India is the third largest global CO2 emitter (7 per cent of global CO2 emission) well below China and the US. It has also committed to reducing its emissions intensity by 33-35 per cent under the Paris Agreement.
According to the EY report India is the world's third largest crude oil importer with import dependency of more than 80 per cent. It also imports 54 per cent of natural gas and 24 per cent of coal requirements, which largely affects India's financial account balance. India's oil import bill in FY20 and FY19 was around $101.4 billion and $111.9 billion, respectively.
A number of sectors like iron ore and steel, fertilizers, refinery, methanol, heavy duty trucking, aviation and maritime shipping emit large amounts of carbon dioxide.
According to the NITI Aayog report, if these sectors are helped with carbon free hydrogen or green hydrogen, the country will be able to deep decarbonise itself, which may help the country transition to clean energy and meet the net-zero targets by 2070. The report suggests, India has its distinct advantage in low cost renewable energy generation, which makes green hydrogen the most competitive form of hydrogen in the long run and cost parity with natural gas-based hydrogen or grey hydrogen could also be achieved by 2030.
NITI Aayog says with emerging global momentum on hydrogen, India can situate this decarbonisation opportunity not just within the context of a low-carbon economy, but also as an enabler of energy security and economic development for the nation.
Green hydrogen can potentially provide a replacement of fossil fuels in industrial processes and the next steps at the policy level could involve arriving at the correct mix between mandates/regulations and price instruments.
The EY report stated India aims for 100 million tonnes of coal gasification by 2030. Therefore, India has an opportunity to support blue hydrogen using carbon capture, utilization and storage technology. A minimum subsidy can also be allocated for the same and this will create enough hydrogen demand and infrastructure for green hydrogen to enter the market.
Eventually, green hydrogen will become prevalent and utilize existing storage, transmission and distribution infrastructure.
Current demand for hydrogen in India (Source: EY report):
Industry sectors such as refineries and fertilizers account for major hydrogen demand in India mainly through grey hydrogen.
Grey hydrogen is largely produced by natural gas therefore, emitting huge amount of CO2 emissions.
Hydrogen can be useful in application that require high temperatures (above 250 degrees Celsius), especially in the chemical, iron and steel industry. In such cases, hydrogen can serve as an excellent alternative to other energy sources.
Also, it is essential to promote usage of hydrogen in sectors where direct electrification is not feasible.
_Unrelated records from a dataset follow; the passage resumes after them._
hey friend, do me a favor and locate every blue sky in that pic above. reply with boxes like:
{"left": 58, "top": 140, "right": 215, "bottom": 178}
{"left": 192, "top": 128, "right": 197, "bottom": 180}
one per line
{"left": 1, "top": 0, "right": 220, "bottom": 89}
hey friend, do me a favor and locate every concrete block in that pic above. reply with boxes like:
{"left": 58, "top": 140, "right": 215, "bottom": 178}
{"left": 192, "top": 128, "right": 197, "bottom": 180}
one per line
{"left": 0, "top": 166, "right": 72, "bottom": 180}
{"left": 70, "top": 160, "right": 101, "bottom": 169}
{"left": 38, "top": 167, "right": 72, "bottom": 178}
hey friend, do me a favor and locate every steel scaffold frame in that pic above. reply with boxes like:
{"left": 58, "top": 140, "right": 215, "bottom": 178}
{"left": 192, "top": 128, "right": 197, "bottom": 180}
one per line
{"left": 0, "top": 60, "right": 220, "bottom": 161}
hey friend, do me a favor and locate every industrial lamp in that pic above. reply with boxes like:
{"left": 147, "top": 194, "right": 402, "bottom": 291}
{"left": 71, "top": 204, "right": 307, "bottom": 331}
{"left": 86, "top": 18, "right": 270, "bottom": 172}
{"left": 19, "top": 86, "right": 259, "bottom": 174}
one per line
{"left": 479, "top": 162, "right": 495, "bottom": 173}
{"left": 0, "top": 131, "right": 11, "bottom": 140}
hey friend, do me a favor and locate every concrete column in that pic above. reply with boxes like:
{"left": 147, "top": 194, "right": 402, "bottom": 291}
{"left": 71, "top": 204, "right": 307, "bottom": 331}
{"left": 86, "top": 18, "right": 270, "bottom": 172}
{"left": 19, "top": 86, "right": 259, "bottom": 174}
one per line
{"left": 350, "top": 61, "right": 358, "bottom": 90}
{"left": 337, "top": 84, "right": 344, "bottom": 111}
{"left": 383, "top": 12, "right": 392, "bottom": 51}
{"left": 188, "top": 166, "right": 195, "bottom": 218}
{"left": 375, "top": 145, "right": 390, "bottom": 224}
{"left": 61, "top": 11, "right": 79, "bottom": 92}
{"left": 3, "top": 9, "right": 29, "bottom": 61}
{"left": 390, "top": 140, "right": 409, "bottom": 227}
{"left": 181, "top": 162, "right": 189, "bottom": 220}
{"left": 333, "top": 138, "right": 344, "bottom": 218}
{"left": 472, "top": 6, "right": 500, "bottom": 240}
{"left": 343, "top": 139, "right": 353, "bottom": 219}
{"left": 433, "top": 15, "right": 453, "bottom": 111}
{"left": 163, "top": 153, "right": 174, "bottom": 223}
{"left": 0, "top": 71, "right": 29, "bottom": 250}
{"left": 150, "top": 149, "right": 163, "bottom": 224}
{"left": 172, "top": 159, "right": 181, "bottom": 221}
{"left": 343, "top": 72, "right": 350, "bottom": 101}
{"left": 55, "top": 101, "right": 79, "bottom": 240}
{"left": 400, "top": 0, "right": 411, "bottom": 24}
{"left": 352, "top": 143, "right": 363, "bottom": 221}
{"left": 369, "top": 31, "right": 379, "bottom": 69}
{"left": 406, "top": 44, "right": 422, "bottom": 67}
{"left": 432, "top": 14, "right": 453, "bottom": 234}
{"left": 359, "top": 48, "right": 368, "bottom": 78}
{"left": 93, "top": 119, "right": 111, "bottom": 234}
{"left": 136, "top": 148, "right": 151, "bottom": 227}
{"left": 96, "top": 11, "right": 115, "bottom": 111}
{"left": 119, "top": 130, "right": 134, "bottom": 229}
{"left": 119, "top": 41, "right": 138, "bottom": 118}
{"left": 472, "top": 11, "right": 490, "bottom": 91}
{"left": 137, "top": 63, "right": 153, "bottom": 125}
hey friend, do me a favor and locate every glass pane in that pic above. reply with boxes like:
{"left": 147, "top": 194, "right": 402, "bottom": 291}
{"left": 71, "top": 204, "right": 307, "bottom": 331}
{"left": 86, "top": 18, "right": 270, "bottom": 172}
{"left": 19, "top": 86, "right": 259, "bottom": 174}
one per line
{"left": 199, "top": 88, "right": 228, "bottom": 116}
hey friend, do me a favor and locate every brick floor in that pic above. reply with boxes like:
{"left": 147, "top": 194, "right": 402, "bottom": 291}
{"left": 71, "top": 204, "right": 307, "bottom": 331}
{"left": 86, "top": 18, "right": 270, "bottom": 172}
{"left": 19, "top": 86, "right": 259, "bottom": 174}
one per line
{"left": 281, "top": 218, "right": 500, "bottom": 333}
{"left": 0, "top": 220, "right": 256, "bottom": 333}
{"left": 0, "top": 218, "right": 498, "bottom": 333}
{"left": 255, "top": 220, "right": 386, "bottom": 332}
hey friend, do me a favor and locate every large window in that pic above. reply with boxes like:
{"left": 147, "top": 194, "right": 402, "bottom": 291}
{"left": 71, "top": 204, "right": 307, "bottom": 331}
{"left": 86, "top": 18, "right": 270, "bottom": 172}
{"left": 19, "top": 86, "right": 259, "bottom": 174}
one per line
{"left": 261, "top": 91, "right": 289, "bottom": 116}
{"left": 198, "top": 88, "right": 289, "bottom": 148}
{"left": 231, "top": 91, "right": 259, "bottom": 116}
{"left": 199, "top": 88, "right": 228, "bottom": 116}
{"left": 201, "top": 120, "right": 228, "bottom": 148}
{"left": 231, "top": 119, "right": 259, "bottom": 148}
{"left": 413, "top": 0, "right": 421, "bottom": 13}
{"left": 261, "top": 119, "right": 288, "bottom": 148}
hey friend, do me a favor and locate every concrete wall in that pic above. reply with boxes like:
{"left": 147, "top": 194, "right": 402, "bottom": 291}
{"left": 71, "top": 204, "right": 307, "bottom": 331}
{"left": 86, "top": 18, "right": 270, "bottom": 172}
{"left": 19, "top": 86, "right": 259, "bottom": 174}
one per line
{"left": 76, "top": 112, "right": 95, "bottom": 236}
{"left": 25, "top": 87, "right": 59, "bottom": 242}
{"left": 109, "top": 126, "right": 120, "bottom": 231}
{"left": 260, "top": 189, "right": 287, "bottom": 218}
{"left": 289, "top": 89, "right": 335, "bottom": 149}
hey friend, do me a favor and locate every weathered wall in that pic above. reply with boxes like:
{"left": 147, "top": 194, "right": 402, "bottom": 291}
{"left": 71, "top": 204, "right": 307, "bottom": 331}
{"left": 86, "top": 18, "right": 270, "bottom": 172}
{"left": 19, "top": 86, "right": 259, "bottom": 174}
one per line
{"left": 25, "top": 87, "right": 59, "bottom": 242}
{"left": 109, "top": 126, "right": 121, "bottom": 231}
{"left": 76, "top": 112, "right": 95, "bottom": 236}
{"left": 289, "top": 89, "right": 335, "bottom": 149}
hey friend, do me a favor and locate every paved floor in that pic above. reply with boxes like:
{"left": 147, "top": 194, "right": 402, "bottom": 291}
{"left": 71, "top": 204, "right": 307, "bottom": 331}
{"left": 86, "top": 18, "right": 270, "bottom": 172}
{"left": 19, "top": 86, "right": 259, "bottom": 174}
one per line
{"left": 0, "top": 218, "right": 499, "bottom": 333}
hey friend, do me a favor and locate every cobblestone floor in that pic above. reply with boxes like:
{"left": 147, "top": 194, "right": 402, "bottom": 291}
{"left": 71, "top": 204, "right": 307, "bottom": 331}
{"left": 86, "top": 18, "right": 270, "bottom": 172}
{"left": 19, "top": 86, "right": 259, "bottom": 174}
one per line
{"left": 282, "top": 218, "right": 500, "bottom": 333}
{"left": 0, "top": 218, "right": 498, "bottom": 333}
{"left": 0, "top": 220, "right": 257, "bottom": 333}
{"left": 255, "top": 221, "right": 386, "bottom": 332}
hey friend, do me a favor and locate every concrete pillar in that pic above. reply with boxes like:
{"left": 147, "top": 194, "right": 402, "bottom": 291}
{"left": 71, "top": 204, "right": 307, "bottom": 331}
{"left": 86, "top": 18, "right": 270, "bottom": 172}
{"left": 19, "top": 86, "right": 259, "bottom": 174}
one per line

The NITI Aayog report concluded that hydrogen demand in India could grow more than four-fold by 2050, representing almost 10 per cent of global demand. Given that the majority of this demand could be met with green hydrogen in the long-term, the cumulative value of the green hydrogen market in India could reach US$8 billion by 2030.
There is significant global interest in green hydrogen and countries are in the first stages of formulating a strategy and this will ultimately decide the winners and losers of the hydrogen economy.